Ad aggiungersi ai problemi di Tsipras, l’appoggio della Chiesa ortodossa all’adunata del prossimo 4 febbraio ad Atene. Anche i seguaci di Anel sono stati lasciati liberi di parteciparvi a titolo personale da Panos Kammenos. Dipenderà anche dalle dimensioni che avrà questa adunata la “serenità” ostentata finora dal leader di Syriza. Per ora, l’unica cosa certa è che il nome di Alessandro Magno scomparirà dalle insegne dell’aeroporto di Skopje e dall’autostrada che collega Skopje alla frontiera ellenica. Non solo: Zaev e i suoi, secondo la stampa ellenica, hanno istituito una commissione per rivedere alcuni manuali scolastici analizzando carte geografiche che comprendono regioni che appartengono da secoli alla Grecia - la Macedonia è la regione con capoluogo Salonicco nella Grecia settentrionale - ma anche inglobando nella propria storia nazionale la dinastia di Alessandro Magno e la sua eredità culturale.

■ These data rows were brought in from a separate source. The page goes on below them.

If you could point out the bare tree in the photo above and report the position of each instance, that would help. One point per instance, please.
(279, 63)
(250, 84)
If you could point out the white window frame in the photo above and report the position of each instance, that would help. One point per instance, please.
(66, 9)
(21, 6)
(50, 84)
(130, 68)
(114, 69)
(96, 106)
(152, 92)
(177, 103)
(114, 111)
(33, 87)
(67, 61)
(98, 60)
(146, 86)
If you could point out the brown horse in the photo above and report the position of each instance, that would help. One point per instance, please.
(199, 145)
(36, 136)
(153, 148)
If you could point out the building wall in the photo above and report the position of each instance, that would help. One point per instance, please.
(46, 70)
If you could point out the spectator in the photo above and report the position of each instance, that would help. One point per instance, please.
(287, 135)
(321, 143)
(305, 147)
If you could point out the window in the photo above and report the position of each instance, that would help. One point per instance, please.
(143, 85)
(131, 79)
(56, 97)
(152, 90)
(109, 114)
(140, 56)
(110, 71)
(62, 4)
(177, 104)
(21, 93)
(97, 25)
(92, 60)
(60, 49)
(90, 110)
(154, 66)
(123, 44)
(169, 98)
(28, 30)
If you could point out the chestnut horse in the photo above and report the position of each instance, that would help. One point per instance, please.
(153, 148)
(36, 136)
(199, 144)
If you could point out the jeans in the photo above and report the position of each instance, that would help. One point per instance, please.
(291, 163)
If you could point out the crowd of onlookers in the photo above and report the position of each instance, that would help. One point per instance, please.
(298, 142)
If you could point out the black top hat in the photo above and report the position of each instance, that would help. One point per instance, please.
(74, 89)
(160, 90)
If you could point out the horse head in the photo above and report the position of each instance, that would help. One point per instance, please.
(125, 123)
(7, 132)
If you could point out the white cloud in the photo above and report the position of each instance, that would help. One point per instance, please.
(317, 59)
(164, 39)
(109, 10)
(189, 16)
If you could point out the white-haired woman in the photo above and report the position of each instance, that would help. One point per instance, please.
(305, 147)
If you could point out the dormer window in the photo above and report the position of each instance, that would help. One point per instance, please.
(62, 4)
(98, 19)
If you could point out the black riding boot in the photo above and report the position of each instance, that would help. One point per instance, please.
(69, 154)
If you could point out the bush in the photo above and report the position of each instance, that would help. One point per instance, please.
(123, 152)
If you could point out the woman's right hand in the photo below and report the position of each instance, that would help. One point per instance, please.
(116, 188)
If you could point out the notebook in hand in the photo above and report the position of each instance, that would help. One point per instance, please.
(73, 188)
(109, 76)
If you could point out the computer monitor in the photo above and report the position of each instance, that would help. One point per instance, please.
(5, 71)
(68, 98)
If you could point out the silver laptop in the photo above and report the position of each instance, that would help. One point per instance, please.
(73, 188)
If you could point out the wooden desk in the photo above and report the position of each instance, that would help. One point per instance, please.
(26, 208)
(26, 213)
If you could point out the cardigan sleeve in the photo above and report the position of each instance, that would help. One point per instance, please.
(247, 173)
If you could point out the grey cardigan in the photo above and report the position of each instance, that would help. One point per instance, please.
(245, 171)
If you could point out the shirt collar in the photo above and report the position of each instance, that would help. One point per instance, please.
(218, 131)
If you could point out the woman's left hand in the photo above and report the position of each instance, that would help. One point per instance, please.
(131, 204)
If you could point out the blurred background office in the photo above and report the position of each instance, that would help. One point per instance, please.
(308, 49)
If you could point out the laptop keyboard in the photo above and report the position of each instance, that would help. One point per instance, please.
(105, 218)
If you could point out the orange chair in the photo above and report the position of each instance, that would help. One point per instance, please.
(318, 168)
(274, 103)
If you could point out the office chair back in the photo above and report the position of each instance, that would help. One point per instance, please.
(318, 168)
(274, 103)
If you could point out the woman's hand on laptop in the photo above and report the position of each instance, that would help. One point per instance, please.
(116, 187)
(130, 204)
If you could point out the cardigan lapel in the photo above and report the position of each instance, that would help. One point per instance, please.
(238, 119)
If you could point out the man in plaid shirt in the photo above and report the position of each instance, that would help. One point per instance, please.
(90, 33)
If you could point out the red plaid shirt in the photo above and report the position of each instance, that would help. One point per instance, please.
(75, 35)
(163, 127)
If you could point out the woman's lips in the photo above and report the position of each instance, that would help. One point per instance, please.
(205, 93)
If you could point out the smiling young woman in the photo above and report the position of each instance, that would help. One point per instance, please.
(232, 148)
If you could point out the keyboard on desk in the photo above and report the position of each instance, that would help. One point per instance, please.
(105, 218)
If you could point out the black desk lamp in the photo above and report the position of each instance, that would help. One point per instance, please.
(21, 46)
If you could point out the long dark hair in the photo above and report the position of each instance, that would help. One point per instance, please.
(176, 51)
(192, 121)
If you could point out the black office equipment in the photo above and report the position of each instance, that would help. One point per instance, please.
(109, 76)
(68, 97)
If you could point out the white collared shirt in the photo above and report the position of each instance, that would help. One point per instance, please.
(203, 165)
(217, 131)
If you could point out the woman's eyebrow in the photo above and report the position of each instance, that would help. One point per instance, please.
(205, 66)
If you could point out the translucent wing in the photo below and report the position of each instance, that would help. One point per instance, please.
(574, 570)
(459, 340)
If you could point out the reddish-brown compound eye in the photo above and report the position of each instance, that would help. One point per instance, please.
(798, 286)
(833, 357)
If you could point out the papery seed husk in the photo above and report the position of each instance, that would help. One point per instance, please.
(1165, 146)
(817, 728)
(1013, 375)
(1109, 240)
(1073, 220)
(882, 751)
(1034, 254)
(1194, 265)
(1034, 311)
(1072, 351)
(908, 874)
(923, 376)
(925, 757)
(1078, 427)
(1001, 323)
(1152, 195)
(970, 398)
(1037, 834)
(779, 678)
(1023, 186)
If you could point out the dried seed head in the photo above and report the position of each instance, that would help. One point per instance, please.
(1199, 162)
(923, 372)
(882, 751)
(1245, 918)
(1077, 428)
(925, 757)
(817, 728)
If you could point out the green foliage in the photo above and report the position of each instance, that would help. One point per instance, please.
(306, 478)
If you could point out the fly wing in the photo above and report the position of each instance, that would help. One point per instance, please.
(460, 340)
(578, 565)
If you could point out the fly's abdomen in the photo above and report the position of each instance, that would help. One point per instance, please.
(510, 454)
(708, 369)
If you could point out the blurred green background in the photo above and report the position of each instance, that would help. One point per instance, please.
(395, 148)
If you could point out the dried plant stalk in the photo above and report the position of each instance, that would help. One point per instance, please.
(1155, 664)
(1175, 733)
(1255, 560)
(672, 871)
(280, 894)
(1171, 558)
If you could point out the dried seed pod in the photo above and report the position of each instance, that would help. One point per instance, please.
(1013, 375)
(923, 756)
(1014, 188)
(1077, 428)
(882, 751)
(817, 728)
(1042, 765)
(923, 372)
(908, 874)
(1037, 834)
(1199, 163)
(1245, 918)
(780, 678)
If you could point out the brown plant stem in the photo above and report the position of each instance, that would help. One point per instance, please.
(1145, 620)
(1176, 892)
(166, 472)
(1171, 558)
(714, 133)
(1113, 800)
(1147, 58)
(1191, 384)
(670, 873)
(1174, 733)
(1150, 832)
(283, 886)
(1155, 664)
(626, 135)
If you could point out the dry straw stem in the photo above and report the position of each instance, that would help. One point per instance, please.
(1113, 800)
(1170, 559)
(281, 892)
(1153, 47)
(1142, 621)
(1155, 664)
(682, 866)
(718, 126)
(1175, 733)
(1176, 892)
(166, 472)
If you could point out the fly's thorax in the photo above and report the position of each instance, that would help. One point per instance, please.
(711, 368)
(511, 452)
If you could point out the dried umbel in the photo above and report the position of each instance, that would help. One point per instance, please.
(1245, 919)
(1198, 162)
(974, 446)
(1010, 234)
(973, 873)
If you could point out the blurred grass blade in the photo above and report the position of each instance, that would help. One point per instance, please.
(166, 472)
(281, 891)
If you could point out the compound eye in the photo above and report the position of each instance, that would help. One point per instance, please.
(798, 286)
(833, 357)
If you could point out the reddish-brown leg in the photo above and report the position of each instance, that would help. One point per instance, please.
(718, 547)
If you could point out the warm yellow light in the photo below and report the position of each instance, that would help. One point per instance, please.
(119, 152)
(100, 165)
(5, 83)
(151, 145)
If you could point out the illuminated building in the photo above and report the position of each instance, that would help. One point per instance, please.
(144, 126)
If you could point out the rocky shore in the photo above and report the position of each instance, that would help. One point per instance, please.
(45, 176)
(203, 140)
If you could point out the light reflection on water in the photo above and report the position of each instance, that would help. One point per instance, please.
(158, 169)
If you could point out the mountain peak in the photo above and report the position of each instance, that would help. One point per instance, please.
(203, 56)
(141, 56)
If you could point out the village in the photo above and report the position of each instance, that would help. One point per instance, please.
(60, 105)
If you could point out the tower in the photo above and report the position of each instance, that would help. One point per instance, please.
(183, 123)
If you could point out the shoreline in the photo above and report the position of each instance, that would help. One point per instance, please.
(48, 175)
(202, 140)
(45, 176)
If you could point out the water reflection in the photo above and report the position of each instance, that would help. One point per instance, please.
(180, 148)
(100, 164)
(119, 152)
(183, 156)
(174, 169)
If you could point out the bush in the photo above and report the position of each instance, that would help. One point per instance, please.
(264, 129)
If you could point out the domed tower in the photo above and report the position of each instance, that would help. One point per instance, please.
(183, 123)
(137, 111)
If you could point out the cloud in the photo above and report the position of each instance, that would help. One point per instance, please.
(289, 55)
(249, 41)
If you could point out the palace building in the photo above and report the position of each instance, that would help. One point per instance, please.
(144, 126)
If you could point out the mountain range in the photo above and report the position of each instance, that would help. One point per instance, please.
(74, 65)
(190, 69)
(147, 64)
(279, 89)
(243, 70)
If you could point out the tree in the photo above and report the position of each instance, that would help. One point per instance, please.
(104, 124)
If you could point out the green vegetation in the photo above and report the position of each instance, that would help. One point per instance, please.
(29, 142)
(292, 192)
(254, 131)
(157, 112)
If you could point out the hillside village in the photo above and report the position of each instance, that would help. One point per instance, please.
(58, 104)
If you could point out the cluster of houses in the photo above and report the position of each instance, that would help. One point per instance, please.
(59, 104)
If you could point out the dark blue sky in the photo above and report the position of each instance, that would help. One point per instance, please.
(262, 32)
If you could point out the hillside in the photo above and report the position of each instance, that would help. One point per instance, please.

Non a caso non solo l’attuale aeroporto di Skopje è (era, su questo Zaev si è impegnato) intitolato al grande condottiero, ma persino nella bandiera macedone, creata ex novo nel 1991, campeggia fiera la stella a sedici raggi, simbolo dell’antica dinastia Argeade. Peccato, però, che il simbolo sia stato rinvenuto negli scavi della grecissima Vergina, vicino a Salonicco. A esasperare Atene, ci sono state anche le banconote stampate dalla zecca di Skopje nel 1992, che riportavano come emblema la Torre Bianca di Salonicco. Se non è irredentismo questo... hanno sempre lamentato i greci. Su questi temi si agiteranno le bandiere  e gli slogan dell’adunata in piazza della Costituzione il 4 febbraio. È poco, quello che per ora ha promesso Zaev, ossia di cambiare nome all’aeroporto e all’autostrada? Forse, ma sono segni tangibili, che faranno sicuramente colpo sull’opinione pubblica dei due paesi. Chissà se il 2018 sarà l’anno giusto per una soluzione.